Iostat (1) is calculated on the basis of / proc/diskstats, because / proc/diskstats does not separate queue wait time from hard disk processing time, so no tool based on it can provide disk service time and queue-related values, respectively.

Note: in the following formula, "Δ" represents the difference between two samples, and "Δ t" represents the sampling period.

R rd_ios/ s: number of reads per second = [Δ rd_ios/ Δ t] r wkB/s: number of read operations per second = [Δ wr_sectors/ Δ t] tps: number of read O per second = [(Δ rd_ios+ delta wr _ ios) / Δ t] rkB/s: kilobytes read per second = [Δ rd_sectors/ delta t] * [512Universe 1024] wkB/s: kilobytes written per second = [Δ wr_sectors/ delta t] * [512Universe 1024] rrqm/s: Number of merge read operations per second = [Δ rd_merges/ Δ t] wrqm/s: number of merge write operations per second = [Δ wr_merges/ Δ t] avgrq-sz: average number of sectors per rd_sectors+ O = [Δ rd_sectors+ Δ wr _ ios] avgqu-sz: average number of time_in_queue/ O requests in the queue = [Δ time_in_queue/ Δ t]
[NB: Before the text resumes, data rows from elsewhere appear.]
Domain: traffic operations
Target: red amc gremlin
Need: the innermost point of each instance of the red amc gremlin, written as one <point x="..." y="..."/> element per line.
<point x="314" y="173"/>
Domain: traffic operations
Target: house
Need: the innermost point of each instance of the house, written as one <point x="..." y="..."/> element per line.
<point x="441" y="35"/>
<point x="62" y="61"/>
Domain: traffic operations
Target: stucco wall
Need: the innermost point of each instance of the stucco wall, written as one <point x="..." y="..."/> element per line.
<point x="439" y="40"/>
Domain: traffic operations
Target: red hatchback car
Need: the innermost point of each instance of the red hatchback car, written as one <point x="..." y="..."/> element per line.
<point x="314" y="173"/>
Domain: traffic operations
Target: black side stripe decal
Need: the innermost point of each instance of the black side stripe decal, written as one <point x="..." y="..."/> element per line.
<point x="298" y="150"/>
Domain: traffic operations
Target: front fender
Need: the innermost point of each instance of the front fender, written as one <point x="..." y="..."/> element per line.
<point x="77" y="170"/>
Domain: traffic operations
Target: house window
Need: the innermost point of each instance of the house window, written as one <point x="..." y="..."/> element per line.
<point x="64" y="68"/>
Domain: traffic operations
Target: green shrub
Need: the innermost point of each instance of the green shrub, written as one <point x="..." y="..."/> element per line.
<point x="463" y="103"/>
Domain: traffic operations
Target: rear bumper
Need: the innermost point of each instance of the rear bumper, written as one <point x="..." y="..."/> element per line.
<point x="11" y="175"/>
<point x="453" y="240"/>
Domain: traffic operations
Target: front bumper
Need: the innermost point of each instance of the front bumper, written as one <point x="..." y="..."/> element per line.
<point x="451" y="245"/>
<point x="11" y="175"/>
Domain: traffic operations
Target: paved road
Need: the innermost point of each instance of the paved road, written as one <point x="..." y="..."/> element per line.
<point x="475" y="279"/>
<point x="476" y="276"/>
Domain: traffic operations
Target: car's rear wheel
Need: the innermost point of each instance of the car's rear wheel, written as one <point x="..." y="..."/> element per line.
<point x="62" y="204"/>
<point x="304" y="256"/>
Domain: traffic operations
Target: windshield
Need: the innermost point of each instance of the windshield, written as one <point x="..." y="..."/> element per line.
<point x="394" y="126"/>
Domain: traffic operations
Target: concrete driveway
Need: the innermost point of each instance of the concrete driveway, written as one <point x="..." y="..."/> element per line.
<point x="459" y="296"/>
(it would be more appropriate to understand the average number of outstanding Imax O requests. ) await: average time required for each rd_ticks+ O = [Δ rd_ticks+ delta wr _ ticks] / [Δ rd_ios+ delta wr _ ios]
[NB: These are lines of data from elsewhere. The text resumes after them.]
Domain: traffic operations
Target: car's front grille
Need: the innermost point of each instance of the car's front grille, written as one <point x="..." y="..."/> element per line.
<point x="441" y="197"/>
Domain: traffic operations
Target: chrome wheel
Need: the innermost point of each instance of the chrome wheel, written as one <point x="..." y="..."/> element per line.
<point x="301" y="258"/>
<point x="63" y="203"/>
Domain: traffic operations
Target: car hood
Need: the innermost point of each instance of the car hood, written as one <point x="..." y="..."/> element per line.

It includes not only the time that the hard disk device processes the kernel O, but also the time it takes to wait in the queue. R_await: average time required for each read operation = [Δ rd_ticks/ delta Rd _ ios]

It includes not only the time of read operation of the hard disk device, but also the time of waiting in the kernel queue. W_await: average time per write operation = [Δ wr_ticks/ delta wr _ ios]

It includes not only the time of write operation of the hard disk device, but also the time of waiting in the kernel queue. % util: busy ratio of the hard disk device = [Δ io_ticks/ delt]

Indicates that the device has a time ratio of Iamp O (that is, not idle), regardless of the number of Imax O, only consider whether there is one. Svctm: indicators that have been discarded are meaningless, svctm= [util/tput]

The proper interpretation of iostat (1) is helpful to analyze the problem correctly, and we discuss it further with the actual case.

About rrqm/s and wrqm/s

As mentioned earlier, if two iUnip O operations occur in adjacent data blocks, they can be merged into one to improve efficiency, and the merging operation is usually the responsibility of iMagano scheduler (also known as elevator).

The following example performs the same stress test on many hard drive devices, only the sdb is faster than other hard drives, but the hard drive models are all the same, why does sdb behave differently?

You can see that the rrqm/s of other hard drives is 0, but sdb is not, so it is more efficient because of the combination of rMB/s and rMB/s. We know that the merging of sdb is responsible for the kernel's IUnip O sys/block/sdb/queue/scheduler (elevator), so we checked the / sys/block/sdb/queue/scheduler of sdb and found that it uses a different scheduler from other hard drives, so the performance is different.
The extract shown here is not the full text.